Sonuçlar, kan damarlarıyla ilişkili nöronlar ve nöronlar aktive olduğunda kan oksijen seviyelerindeki dalgalanmalar arasında önemli farklılıklar ortaya koydu. Alzheimer hastalarının beyinlerinde, kan akışı ile beyin aktivitesi arasındaki senkronizasyonun bozulduğu gözlendi.
Solunum daha hızlı
Bir diğer dikkat çekici bulgu ise Alzheimer hastalarında solunum hızının daha hızlı olmasıydı. Kontrol grubunda dakikada ortalama 13 nefes alınırken, Alzheimer hastalarındaki solunum hızı dakikada ortalama 17 nefese kadar çıkıyordu. Araştırmacılar, bu farkın, beyindeki kan damarları ile derin sinir dokuları arasındaki bağlantılarda meydana gelen değişikliklerin oksijen teminini etkileyebileceği sonucuna varıyor.
Beyne ulaşan oksijen akışının, beyin sağlığını ve Alzheimer hastalığının başlangıcını etkileyebileceği belirlendi.
İngiltere’deki Lancaster Üniversitesi’nden biyofizikçi Aneta Stefanovska, “Bu keşif heyecan verici ve Alzheimer hastalığının incelenmesinde devrim niteliğinde yeni bir kapı aralayabilir,” diyor. Stefanovska, solunum hızındaki artışın beyindeki iltihabı yansıtabileceğini ve bu durumun tespit edilip tedavi edilerek hastalığın ilerlemesinin engellenebileceğini belirtiyor.
Ucuz bir tanı yöntemi olmaya aday
Analiz, kan veya doku örneği alınmasına gerek kalmadan, kafa derisine uygulanan elektriksel ve optik sensörlerin kullanılmasıyla yapılmaktadır. Bu yöntem, mevcut diğer tanı seçeneklerine kıyasla daha hızlı ve daha ucuz bir alternatif sunuyor.

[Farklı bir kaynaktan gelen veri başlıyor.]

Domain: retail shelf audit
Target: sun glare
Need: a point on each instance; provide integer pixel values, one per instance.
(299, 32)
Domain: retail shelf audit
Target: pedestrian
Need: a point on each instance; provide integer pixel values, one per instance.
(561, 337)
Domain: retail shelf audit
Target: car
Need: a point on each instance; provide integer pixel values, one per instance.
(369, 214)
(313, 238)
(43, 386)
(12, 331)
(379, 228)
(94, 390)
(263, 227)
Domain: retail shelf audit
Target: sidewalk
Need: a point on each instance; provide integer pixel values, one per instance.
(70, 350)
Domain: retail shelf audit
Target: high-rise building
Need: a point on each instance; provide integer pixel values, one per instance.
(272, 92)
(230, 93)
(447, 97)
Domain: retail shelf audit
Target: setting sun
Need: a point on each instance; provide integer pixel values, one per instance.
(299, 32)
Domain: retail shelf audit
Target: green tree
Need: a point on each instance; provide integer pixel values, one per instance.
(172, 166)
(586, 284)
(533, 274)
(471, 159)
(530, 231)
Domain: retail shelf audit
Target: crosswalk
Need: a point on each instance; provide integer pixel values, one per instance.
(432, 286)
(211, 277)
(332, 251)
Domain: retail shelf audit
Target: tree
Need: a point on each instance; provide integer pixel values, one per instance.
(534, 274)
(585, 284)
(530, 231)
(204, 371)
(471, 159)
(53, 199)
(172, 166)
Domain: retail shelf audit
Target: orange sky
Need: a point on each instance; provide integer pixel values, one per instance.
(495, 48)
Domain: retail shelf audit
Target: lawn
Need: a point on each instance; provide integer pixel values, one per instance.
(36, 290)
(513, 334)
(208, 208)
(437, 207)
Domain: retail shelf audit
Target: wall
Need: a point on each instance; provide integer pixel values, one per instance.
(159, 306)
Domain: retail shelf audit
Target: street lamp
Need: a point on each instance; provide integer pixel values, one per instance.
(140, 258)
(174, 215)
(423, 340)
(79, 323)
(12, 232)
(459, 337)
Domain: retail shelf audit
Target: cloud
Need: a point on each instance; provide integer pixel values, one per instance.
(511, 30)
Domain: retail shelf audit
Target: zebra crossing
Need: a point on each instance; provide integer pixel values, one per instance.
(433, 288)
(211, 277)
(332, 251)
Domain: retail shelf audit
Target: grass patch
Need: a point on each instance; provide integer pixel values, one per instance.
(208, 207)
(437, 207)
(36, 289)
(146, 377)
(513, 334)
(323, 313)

Tek başına solunum düzenlerinin Alzheimer’ı tespit etmek için yeterli olmayacak olsa da, hastalığın belirtilerini daha kapsamlı bir şekilde anlamamıza yardımcı olacak değerli bir katkı sağlar. Araştırmacılar, gelecekteki çalışmaların solunum hızını, risk ve hastalık ilerlemesini değerlendirmede ek bir unsur olarak kullanabileceğine inanıyor.
Bu keşif, Alzheimer hastalığının beyin damar sistemindeki bir bozukluktan kaynaklandığı hipotezini destekliyor. Bu durum, oksijen akışının etkinliğini ve beyinden toksik maddelerin uzaklaştırılma yeteneğini azaltıyor. Slovenya’daki Ljubljana Üniversitesi’nden sinir bilimci Bernard Meglič, “Damar sistemi ve beyin, beyne ihtiyaç duyduğu enerjiyi sağlamak için birlikte çalışır” diyor. Beyin, vücut ağırlığının yalnızca yüzde 2’sini oluşturmasına rağmen, vücudun toplam enerjisinin yaklaşık yüzde 20’sini tüketir.
Alzheimer hastalığı, risk faktörleri ve semptomların bir kombinasyonunu içeren karmaşık bir hastalık olmasına rağmen, bu tür araştırmalar hastalığın ilerleyişinin daha net anlaşılmasına katkı sağlamaktadır.
Stefanovska, “Net sonuçlar elde ettik ve Alzheimer’ın nasıl basit, invaziv olmayan ve ucuz bir şekilde tespit edilebileceğini gösterdik,” diyor. Ayrıca, bu yöntemin araştırma ve pratik uygulamalarını sürdürmek amacıyla bir girişim kurmayı planladıklarını belirtiyor. Ancak, daha ileri çalışmaların yapılması gerektiğini de ekliyor.